Be certain to look at the Vasari frescoes of the Last judgement in the dome, and if you can, make the climb. It is truly the most interesting thing about the interior, as the rest is rather plain and unadorned, so much so that it came as a rather unpleasant surprise. I don't think it was always so, because I've attended mass there several times and on this last visit it seemed stark, a word I would not imagine I would use in describing any part of this cathedral.


I've always appreciated how the baptistery emulated the octagonal of the great dome, but Ghiberti's doors grab most of the attention, as well they should. They are truly magnificent. The use of perspective is more than masterful, it's magical considering how shallow the doors really are. I think a trained goldsmith and sculptor was the perfect person to attend to such detail.

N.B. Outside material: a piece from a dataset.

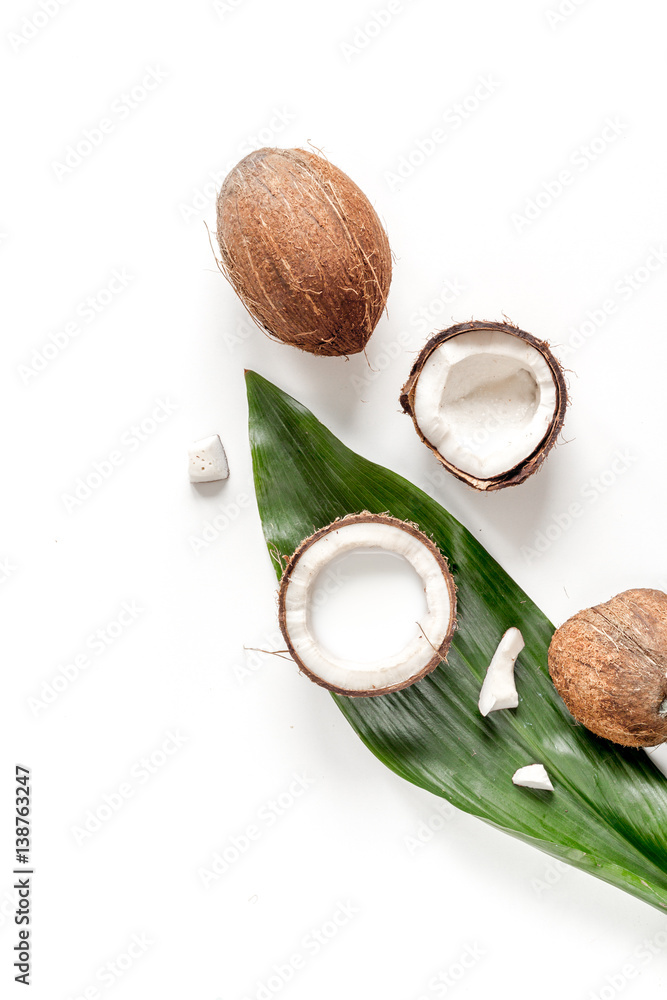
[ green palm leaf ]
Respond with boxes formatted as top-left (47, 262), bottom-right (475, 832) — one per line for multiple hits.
top-left (247, 372), bottom-right (667, 910)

While Pisano worked with Ghiberti on the baptistery doors (he made the south facing doors), Donatello was responsible for some of the exterior sculptures. It was Giotto who took over the project who is credited with the campanile (bell tower), although it was Pisano who completed it after Giotto's death. The encroaching city does not give one an optimal vantage point for photographs of Santa Maria Del Fiore, but on each trip I work on a better angle. I plan to enlist the aid of my niece for climbing the dome to take some more photos for me on our upcoming trip. I hope acrophobia doesn't run in the family.